Ruđer Bošković Institute
Twisted bacteria in Nature, Medicine and Biotechnology

Streptomyces species have a very complex lifestyle and are one of the best known mycelial genera of Actinobacteria. These bacteria produce an impressive number of diverse bioactive secondary metabolites, among which are antibiotics in current clinical use, as well as many anticancer, antifungal or immunosuppressive compounds.

Streptomycetes also exhibit genetic adaptability to a wide range of terrestrial and aquatic environments. In their natural habitats these bacteria have a major role in degrading organic matter. They use their genome potential to produce a wide range of extracellular hydrolytic enzymes. Consequently, these bacteria are of great interest in medicine and industry. The emergence of multi-resistant microorganisms to almost all available antibiotics focused research efforts to re-evaluate these organisms. Streptomyces genomic studies confirmed them as a source of vital new antibiotics and this led to an increase of screening programmes to uncover novel species in diverse ecological niches.

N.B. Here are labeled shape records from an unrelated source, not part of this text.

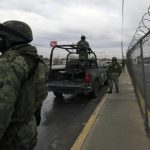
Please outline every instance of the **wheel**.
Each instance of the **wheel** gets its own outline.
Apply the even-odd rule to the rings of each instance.
[[[95,83],[94,83],[94,89],[90,93],[90,96],[92,98],[97,98],[99,96],[99,82],[98,81],[95,81]]]
[[[59,92],[53,92],[53,93],[56,97],[62,97],[62,93],[59,93]]]

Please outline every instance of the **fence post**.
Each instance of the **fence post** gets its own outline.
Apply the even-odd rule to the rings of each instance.
[[[143,88],[144,88],[144,101],[145,101],[145,112],[144,112],[144,124],[146,132],[149,133],[149,121],[148,121],[148,103],[147,103],[147,94],[146,94],[146,81],[145,81],[145,67],[144,67],[144,58],[143,58],[143,40],[140,41],[140,51],[141,51],[141,63],[142,63],[142,73],[143,73]]]

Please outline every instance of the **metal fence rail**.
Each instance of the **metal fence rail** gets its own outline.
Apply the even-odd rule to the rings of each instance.
[[[149,133],[150,112],[150,7],[142,17],[127,51],[127,67]],[[149,24],[148,24],[149,23]]]

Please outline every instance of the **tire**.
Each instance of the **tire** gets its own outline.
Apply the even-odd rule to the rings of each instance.
[[[58,92],[53,92],[54,93],[54,95],[56,96],[56,97],[62,97],[62,93],[58,93]]]

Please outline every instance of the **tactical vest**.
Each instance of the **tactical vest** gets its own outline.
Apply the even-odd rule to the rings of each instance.
[[[29,66],[28,75],[20,85],[11,122],[0,141],[0,146],[14,150],[12,147],[28,147],[36,143],[35,112],[48,94],[48,69],[38,55],[30,55],[19,49],[10,50],[10,53],[10,64],[21,56]]]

In this talk, a few special features of Streptomyces biology will be emphasized: the complex life cycle and how essential proteins of DNA metabolism can be manipulated to increase antibiotic production and their potential for synthesis of a broad spectrum of multifunctional lipolytic enzymes. In addition, the capacity of Actinobacteria to inhabit contaminated ecological niches in selected ecosystems of Northern Adriatic sea will be discussed.